Scartando la possibilità di un ricovero in una casa di cura (il paziente era fisicamente autosufficiente e intellettualmente molto valido) anche perché i risultati, statisticamente, non sono dei più confortevoli, data anche la disponibilità della famiglia (figlia, genero, nipoti, amici) ho scelto una terapia semiresidenziale.

Iniziando il trattamento nella sua abitazione, si cercava di tanto in tanto – e sempre più frequentemente – di portarlo in zone dove avvenivano gli incontri con qualcuno di sua conoscenza che gli fornivano quel certo senso di sicurezza e di casa del quale mai ho voluto privarlo. Addirittura, qualche volta i nostri incontri sono avvenuti nella sala da tè di un bar nelle vicinanze della sua abitazione.

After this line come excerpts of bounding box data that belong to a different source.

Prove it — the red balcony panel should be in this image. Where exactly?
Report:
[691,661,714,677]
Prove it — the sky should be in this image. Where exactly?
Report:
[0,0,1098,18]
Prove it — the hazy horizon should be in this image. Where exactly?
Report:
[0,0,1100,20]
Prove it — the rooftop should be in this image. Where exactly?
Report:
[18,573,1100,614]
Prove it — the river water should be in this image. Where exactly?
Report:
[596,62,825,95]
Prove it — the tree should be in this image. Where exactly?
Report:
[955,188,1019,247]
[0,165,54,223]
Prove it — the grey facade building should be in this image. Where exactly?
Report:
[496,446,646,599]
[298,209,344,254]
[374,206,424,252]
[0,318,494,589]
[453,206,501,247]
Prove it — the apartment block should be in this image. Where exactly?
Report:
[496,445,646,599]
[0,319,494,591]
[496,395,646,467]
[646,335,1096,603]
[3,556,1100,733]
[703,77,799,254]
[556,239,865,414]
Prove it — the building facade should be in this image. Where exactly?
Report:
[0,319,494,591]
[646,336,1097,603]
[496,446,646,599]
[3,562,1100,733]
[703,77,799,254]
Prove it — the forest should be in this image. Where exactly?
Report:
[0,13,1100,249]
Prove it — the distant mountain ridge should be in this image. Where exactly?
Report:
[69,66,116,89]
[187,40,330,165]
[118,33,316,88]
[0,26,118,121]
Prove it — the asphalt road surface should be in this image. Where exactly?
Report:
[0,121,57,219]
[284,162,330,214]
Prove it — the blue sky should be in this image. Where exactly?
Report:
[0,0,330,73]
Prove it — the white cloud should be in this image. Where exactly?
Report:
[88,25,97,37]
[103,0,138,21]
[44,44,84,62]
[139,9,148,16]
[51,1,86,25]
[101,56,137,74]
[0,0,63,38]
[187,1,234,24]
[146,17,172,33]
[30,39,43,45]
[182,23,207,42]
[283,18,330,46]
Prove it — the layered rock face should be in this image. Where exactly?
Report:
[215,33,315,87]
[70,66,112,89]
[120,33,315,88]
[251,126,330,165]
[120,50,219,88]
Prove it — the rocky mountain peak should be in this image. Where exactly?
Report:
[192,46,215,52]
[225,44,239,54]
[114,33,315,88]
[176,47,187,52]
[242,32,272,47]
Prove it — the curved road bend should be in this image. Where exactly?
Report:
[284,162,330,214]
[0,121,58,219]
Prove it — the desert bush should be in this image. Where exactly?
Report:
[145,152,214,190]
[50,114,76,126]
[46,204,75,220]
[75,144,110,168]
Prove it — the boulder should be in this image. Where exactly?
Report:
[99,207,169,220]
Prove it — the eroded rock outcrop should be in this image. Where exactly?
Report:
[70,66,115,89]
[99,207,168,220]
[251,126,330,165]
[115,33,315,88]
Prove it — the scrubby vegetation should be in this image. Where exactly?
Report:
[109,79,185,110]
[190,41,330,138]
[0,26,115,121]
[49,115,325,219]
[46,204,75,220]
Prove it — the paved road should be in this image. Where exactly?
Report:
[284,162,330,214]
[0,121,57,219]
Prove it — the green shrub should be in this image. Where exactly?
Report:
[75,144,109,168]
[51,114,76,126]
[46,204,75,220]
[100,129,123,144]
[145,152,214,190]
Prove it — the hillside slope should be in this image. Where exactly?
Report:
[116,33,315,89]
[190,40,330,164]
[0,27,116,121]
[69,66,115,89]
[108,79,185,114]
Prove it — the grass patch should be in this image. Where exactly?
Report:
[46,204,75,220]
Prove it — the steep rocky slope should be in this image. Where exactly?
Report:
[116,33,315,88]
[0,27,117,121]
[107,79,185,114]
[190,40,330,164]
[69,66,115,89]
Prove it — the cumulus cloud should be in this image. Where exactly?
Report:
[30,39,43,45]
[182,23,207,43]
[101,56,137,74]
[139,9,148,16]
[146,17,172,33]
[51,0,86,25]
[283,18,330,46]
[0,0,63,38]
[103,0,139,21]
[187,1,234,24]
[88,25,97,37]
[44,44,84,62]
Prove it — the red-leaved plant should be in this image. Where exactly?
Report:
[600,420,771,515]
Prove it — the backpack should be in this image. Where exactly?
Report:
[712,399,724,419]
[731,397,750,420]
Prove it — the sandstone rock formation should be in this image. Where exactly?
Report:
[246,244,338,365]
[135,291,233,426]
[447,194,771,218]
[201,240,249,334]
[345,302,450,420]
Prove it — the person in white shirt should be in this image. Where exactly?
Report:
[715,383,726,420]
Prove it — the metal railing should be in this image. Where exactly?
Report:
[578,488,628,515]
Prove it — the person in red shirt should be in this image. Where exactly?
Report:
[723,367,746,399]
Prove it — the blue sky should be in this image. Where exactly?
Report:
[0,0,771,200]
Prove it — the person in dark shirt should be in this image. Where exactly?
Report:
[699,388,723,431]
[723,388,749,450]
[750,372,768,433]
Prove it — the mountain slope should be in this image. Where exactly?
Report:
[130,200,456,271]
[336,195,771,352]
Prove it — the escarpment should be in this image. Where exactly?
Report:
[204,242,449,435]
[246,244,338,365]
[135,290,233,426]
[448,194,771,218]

Quindi, incontri all’esterno, sempre vicino casa e con persone a lui note da sempre; incontri nel suo appartamento dove abbiamo cercato di riorganizzare le varie stanze e soprattutto organizzare un calendario delle medicine da assumere con i relativi orari. Non ultimo – e con questo terminai la terapia – la conquista dell’igiene personale. A questa sono arrivata mostrandogli quadri e foto che ritraevano fiori e immagini primaverili. Parlando degli odori dolci della primavera, dei colori sgargianti di quella stagione, del canto allegro degli uccelli, riuscii a ridare al paziente ancora la voglia di vivere.

Talvolta mi viene a trovare (autonomamente, ora ha 92 anni) quando si sente un po’ giù, ma gli basta raccontare i suoi crucci e si sente subito sollevato e di buon umore.